Proxy type: Transparent proxy anonymous agent obfuscation agent and high stealth proxy. Here are some Python crawlers using the agent knowledge, there is a proxy pool class. It is easy to handle all kinds of complex crawl problems in the work.
Urllib Module Use proxy
Urllib/urllib2 using proxies is cumbersome, you need to build a Proxyhandler class, then use that class to build the class of opener that the Web page opens, and then install the opener in the request.
The proxy format is "http://127.0.0.1:80", if the account password is "http://user:password@127.0.0.1:80".
Proxy= "HTTP://127.0.0.1:80" # Create a Proxyhandler object Proxy_support=urllib.request.proxyhandler ({' http ':p Roxy}) # Create a Opener Object opener = Urllib.request.build_opener (proxy_support) # Load Openerurllib.request.install_opener for request ( Opener) # Open a urlr = Urllib.request.urlopen (' http://youtube.com ', timeout = 500)
Requests module Use Proxy
Requests using proxies is much simpler than urllib ... Here is an example of a single agent.
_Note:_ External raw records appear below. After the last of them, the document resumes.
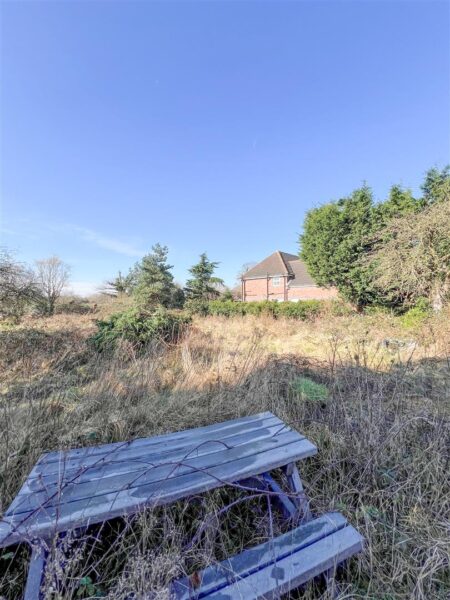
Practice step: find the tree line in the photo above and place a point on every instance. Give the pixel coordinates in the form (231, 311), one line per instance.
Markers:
(23, 288)
(151, 283)
(391, 253)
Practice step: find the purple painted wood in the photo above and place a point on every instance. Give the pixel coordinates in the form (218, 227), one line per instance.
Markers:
(277, 566)
(35, 572)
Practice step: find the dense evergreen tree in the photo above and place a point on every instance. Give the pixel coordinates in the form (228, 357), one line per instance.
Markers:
(334, 238)
(154, 279)
(339, 238)
(203, 285)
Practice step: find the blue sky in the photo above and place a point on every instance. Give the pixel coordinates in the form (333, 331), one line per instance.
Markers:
(208, 126)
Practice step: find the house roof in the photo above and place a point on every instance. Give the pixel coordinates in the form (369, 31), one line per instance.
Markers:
(281, 263)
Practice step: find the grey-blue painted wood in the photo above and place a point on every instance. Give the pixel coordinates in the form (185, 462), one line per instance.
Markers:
(209, 432)
(105, 484)
(279, 565)
(135, 459)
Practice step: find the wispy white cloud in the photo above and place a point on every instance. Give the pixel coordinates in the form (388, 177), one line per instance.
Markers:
(83, 288)
(108, 243)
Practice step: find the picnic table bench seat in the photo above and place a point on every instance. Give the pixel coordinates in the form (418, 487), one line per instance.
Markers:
(74, 489)
(277, 566)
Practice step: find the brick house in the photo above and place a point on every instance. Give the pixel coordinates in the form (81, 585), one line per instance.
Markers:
(282, 277)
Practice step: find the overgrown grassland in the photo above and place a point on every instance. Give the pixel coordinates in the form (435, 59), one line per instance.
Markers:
(382, 431)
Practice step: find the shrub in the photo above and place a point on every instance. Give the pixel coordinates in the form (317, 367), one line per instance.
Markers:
(417, 315)
(139, 327)
(196, 306)
(72, 305)
(309, 390)
(302, 310)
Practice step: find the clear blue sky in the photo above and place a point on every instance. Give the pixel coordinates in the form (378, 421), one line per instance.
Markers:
(209, 126)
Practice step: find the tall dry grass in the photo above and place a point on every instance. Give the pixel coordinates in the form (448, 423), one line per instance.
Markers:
(382, 436)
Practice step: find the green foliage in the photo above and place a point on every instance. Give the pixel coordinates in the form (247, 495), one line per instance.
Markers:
(339, 239)
(436, 186)
(197, 307)
(203, 284)
(121, 284)
(88, 589)
(333, 240)
(139, 327)
(400, 202)
(154, 280)
(415, 316)
(310, 391)
(302, 310)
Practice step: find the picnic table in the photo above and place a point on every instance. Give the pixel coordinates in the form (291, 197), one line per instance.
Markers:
(70, 490)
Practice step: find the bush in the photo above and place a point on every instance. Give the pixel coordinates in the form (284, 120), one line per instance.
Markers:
(72, 305)
(139, 327)
(415, 316)
(302, 310)
(310, 391)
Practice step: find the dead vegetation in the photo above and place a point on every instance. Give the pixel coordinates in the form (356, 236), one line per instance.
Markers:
(382, 433)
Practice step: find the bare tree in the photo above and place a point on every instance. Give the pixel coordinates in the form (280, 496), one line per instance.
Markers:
(18, 288)
(52, 275)
(411, 256)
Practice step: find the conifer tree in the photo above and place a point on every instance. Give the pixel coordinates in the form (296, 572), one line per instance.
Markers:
(155, 284)
(203, 284)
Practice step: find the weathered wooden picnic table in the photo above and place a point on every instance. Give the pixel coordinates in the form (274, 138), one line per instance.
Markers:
(74, 489)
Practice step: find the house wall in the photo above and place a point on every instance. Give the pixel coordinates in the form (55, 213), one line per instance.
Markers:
(255, 290)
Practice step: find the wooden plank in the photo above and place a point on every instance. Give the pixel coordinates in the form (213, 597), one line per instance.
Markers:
(35, 573)
(282, 576)
(125, 450)
(71, 492)
(186, 436)
(253, 559)
(5, 531)
(101, 508)
(136, 459)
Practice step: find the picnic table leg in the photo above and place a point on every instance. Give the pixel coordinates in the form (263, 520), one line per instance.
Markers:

Multiple words can be constructed using the session class.
If you need to use a proxy, you can configure a single request by providing the proxies parameter for any request method:
Import requestsproxies = { "http": "http://127.0.0.1:3128", "https": "http://127.0.0.1:2080",}r= Requests.get ("http://youtube.com", proxies=proxies) print R.text
You can also configure proxies with environment variables http_proxy and Https_proxy.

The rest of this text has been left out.